Flett, John Smith
Flett, John Smith
(b. Kirkwall, Orkney, Scotland, 26 June 1869; d. Ashdon, Essex, England, 26 January 1947)
Educated at the Burgh School, Kirkwall, and George Watson’s College, Edinburgh, Flett entered the University of Edinburgh at the age of seventeen. His academic career, of which he left an account (published posthumously), was one of remarkable promise. He read first for the arts degree, and the classics left him with a lifelong love of Horace, Catullus, and Lucretius; the other subjects in the course were mathematics, physics, metaphysics, moral philosophy, English, and political economy. Having graduated M.A. at nineteen, Flett proceeded to the B.Sc. in natural sciences and followed this with the medical degrees M.B. and C.M. in 1894.
After practicing medicine for a short time, Flett returned to the University of Edinburgh to become assistant to the professor of geology, James Geikie, and subsequently was promoted to a lectureship in petrology. His earliest researches were on the stratigraphy and petrology of the rocks of his homeland; this work was accepted for the D.Sc. in 1899. His five years as petrologist at Edinburgh gave Flett a sure grasp of the subject and a growing reputation, especially as a result of his studies of the monchiquitecamptonite suite of minor intrusions.
In 1910 Flett jointed the Geological Survey of Great Britain, succeeding Sir Jethro Teall as petrographer and quickly attaining district geologist status. In 1911 he returned to Edinburgh as assistant director in charge of the Geological Survey in Scotland. He became director of the Geological Survey of Great Britain in 1921, occupying this position with great distinction until his retirement in 1935. He was elected a fellow of the Royal Society in 1913 and was created a Knight of the Order of the British Empire in 1925.
Flett’s scientific achievements, in addition to his work on Orkney, include important contributions to the geology of Cornwall, especially his work on the sediments, metamorphic rocks, and igneous masses of the Lizard and adjacent areas. That some revision of the dating of the ancient sediments was needed as a result of the work of E. M. Hendriks does not detract from his basic work. Flett’s joint study with C. E. Tilley of the unusual cordierite-anthophyllite rocks of the aureole of the Land’s End granite is significant in metamorphic petrology, but he is remembered more generally for the formulation, with Henry Dewey, of the spilite suite, a worldwide type characteristic of early geosynclinal history. As Survey petrographer, Flett’s work ranged widely over the richly varied rocks of the British Isles and is recorded in contributions to thirty-six issues of the Survey’s Memoirs, covering areas as separated as Caithness and Meneage (1902–1947). Abroad, his best-known work arose from a Royal Society expedition to St. Vincent after the eruption of Soufrière in 1902; Tempest Anderson was his collaborator.
After 1911 Flett’s energies turned to administration, and it was his powerful leadership that left its mark on science.
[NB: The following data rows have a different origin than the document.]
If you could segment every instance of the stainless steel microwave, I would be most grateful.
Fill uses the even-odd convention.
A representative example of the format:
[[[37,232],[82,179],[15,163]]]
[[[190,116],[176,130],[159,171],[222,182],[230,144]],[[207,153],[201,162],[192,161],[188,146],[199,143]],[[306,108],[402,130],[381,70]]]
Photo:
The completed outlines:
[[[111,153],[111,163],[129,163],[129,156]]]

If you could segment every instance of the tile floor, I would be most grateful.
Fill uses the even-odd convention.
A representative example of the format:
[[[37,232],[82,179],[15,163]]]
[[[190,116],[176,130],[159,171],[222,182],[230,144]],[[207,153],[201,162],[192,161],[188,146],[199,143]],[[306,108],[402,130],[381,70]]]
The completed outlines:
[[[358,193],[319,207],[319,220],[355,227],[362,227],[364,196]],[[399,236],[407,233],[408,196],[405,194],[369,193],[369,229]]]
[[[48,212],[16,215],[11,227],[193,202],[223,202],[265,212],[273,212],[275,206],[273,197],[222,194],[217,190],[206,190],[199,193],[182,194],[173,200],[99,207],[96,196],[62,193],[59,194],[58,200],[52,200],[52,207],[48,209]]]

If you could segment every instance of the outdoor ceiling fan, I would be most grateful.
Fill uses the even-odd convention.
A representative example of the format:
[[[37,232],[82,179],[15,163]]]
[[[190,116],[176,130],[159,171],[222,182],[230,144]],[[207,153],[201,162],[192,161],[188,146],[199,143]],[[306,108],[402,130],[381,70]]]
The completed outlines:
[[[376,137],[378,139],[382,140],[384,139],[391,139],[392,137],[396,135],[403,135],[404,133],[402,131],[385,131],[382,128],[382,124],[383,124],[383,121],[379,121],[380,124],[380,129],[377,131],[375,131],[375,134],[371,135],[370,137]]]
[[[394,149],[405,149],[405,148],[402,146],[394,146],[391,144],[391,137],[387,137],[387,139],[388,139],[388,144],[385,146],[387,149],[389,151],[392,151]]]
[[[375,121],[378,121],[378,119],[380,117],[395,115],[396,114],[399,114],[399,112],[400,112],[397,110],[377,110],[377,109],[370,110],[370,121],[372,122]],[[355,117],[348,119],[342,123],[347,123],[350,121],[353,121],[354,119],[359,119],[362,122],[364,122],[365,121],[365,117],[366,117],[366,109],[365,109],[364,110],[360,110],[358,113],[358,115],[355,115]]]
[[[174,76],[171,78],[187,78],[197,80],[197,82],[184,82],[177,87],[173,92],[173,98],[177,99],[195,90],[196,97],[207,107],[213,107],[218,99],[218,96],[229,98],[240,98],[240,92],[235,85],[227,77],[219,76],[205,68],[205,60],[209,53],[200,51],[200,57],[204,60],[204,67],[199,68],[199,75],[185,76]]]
Some of the Geological Survey’s best work was done under him, such as the completion of the highly detailed mapping of the Tertiary volcanoes and the revision of the major coalfields. More than this, it was Flett’s determination that brought to fruition the move of the Museum of Practical Geology (now called the Geological Museum) from its Victorian site behind Piccadilly to the present splendid building in South Kensington.
Flett became increasingly deaf, but there were those who believed that his success as an administrator was due to his hearing only those proposals according with his own wishes.
I. Original Works. A full list of Flett’s writings is given in the Royal Society obituary notice cited below. Among them are “The Old Red Sandstone of the Orkneys,” in Transactions of the Royal Society of Edinburgh, 39 (1898) 383–424; The Trap Dykes of the Orkneys,” ibid., 39 (1900) 865–918; “Report on the Eruption of Soufrière in St. Vincent in 1902, and on a Visit to Montague pélée, in Martinique,” in Philosophical Transactions of the Royal Society, 200A (1903) 353–553, written with T. Anderson; “On Some British Pillow-Lavas and the Rocks Associated With Them,” in Geological Magazine, 5th ser., 8 (1911), 202–209, 241–248, written with H. Dewey; “Hornfelses from Kenidjack, Cornwall,” in Memoirs of the Geological Survey. Summary of Progress for 1929 (1930), 24–41, written with C. E. Tilley; “Geology of Lizard and Meneage (Explanation of Sheet 359),” in Memoirs of the Geological Survey of Great Britain (London, 1912, 2nd ed. [by Flett], 1946), written with J. B. Hill; The First Hundred Years of the Geological Survey of Great Britain (London, 1937); and “Memories of an Edinburg Student, 1886–1894,” in University of Edinburgh Journal, 15 (1950) 160–182.
II Secondary Literature. See E. B. Bailey, Geological Survey of Great Britain (London, 1952), passim; and H. H. Read, “John Smith Flett, 1869–1947,” in Obituary Notices of Fellows of the Royal Society of London, 5 (1948), 689–696.